Variation Across Regions: There were noticeable variations in the types of services provided across different regions, indicating potential disparities in access to essential services.
Trends Over Time: Analysis of coverage trends over the years highlighted how service levels have evolved, offering insights into the progress or challenges in service provision.
Relationship with Population: Exploring the relationship between population and coverage unveiled patterns in service availability relative to population density, indicating areas where service expansion may be needed.
Disparities Between Residence Types: Differences in coverage between rural and urban areas underscored the importance of addressing disparities in service provision to ensure equitable access for all residents.
Predictive Modeling: Using predictive modeling techniques, I attempted to forecast future coverage based on historical data, providing a glimpse into potential future trends and helping in proactive planning.
Correlation Analysis: Correlation analysis between various factors such as population and service types offered valuable insights into potential relationships that could inform policy decisions.

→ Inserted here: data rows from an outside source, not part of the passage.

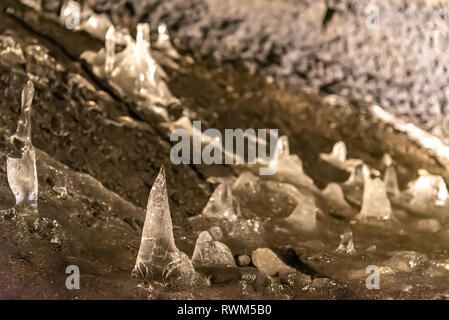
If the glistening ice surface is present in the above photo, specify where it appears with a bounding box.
[0,0,449,299]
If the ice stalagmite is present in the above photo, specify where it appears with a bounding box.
[344,164,370,187]
[104,26,115,74]
[384,167,399,197]
[81,24,178,108]
[357,178,392,220]
[192,231,236,268]
[134,167,195,284]
[335,230,356,255]
[7,81,38,214]
[156,24,180,59]
[269,136,318,191]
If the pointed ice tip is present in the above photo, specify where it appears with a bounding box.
[156,165,165,181]
[22,80,34,107]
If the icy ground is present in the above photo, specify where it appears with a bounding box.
[0,1,449,299]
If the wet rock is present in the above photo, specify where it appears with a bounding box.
[252,248,295,277]
[192,231,235,267]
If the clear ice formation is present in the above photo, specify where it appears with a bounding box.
[384,167,400,197]
[357,177,392,220]
[320,141,363,172]
[0,35,25,67]
[321,183,354,217]
[335,230,356,255]
[155,24,181,59]
[192,231,236,268]
[81,23,178,106]
[344,163,370,187]
[232,171,298,218]
[134,167,195,284]
[6,81,38,214]
[192,180,264,246]
[269,136,318,192]
[202,181,241,221]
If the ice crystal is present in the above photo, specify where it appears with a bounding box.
[7,81,38,213]
[134,167,195,283]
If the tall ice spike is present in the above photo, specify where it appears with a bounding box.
[134,167,195,284]
[6,81,38,214]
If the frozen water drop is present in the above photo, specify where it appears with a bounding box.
[357,178,392,220]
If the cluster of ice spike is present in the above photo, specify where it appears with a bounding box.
[81,23,178,106]
[133,167,242,285]
[321,141,449,223]
[7,81,38,214]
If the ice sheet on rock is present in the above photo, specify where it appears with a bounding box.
[81,24,178,106]
[6,81,38,214]
[260,136,318,192]
[192,231,236,268]
[320,141,363,172]
[335,230,356,255]
[384,167,399,197]
[357,178,392,220]
[321,183,355,217]
[285,192,318,231]
[134,167,195,284]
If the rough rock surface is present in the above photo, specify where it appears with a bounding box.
[0,0,449,299]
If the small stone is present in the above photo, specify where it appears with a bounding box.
[237,254,251,267]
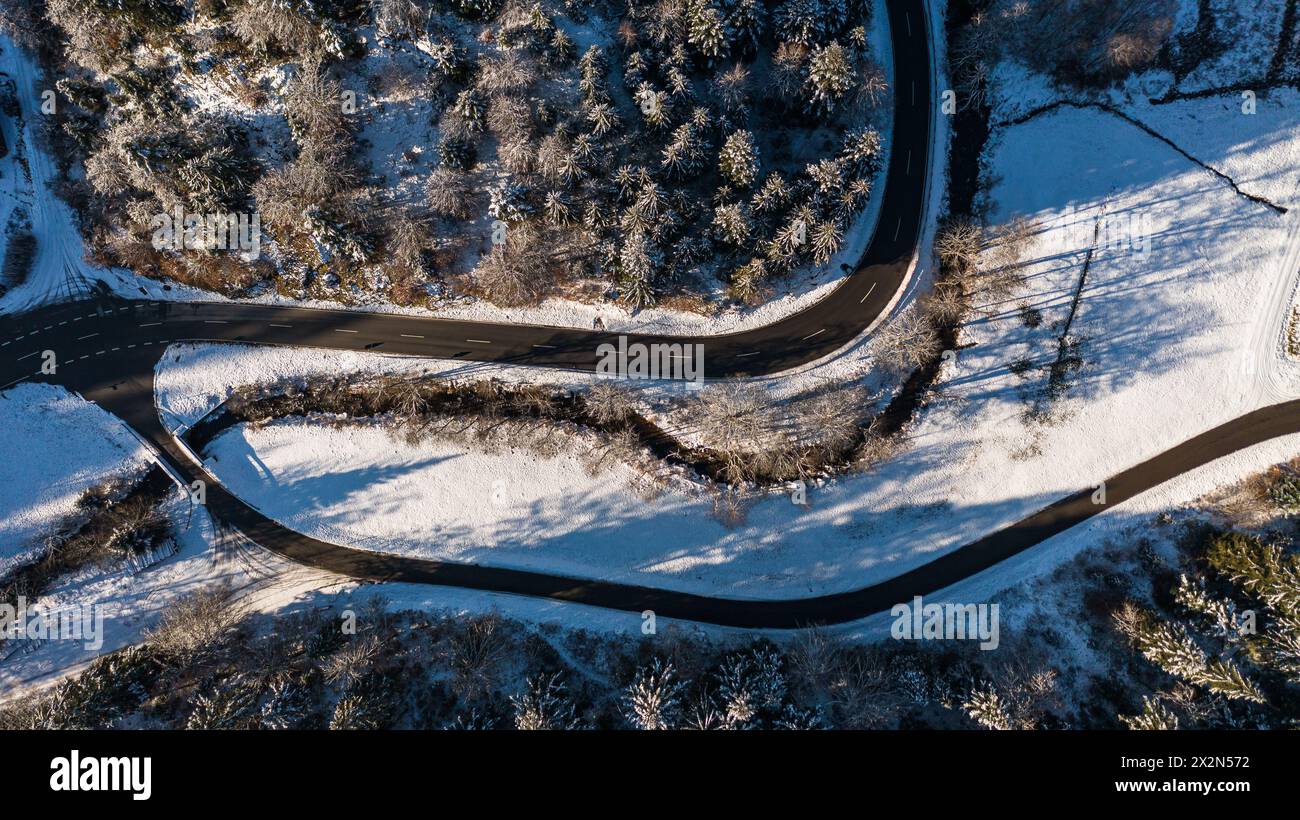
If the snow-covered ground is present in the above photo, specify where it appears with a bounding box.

In conclusion, this analysis underscores the significance of data-driven insights in understanding and addressing the challenges related to essential service provision. By leveraging the findings from this exploration, policymakers, stakeholders, and service providers can make informed decisions to enhance the accessibility and quality of essential services for communities across different regions. However, further investigation may be warranted to delve deeper into certain trends and correlations identified in the data, ensuring comprehensive and targeted interventions to meet the diverse needs of populations.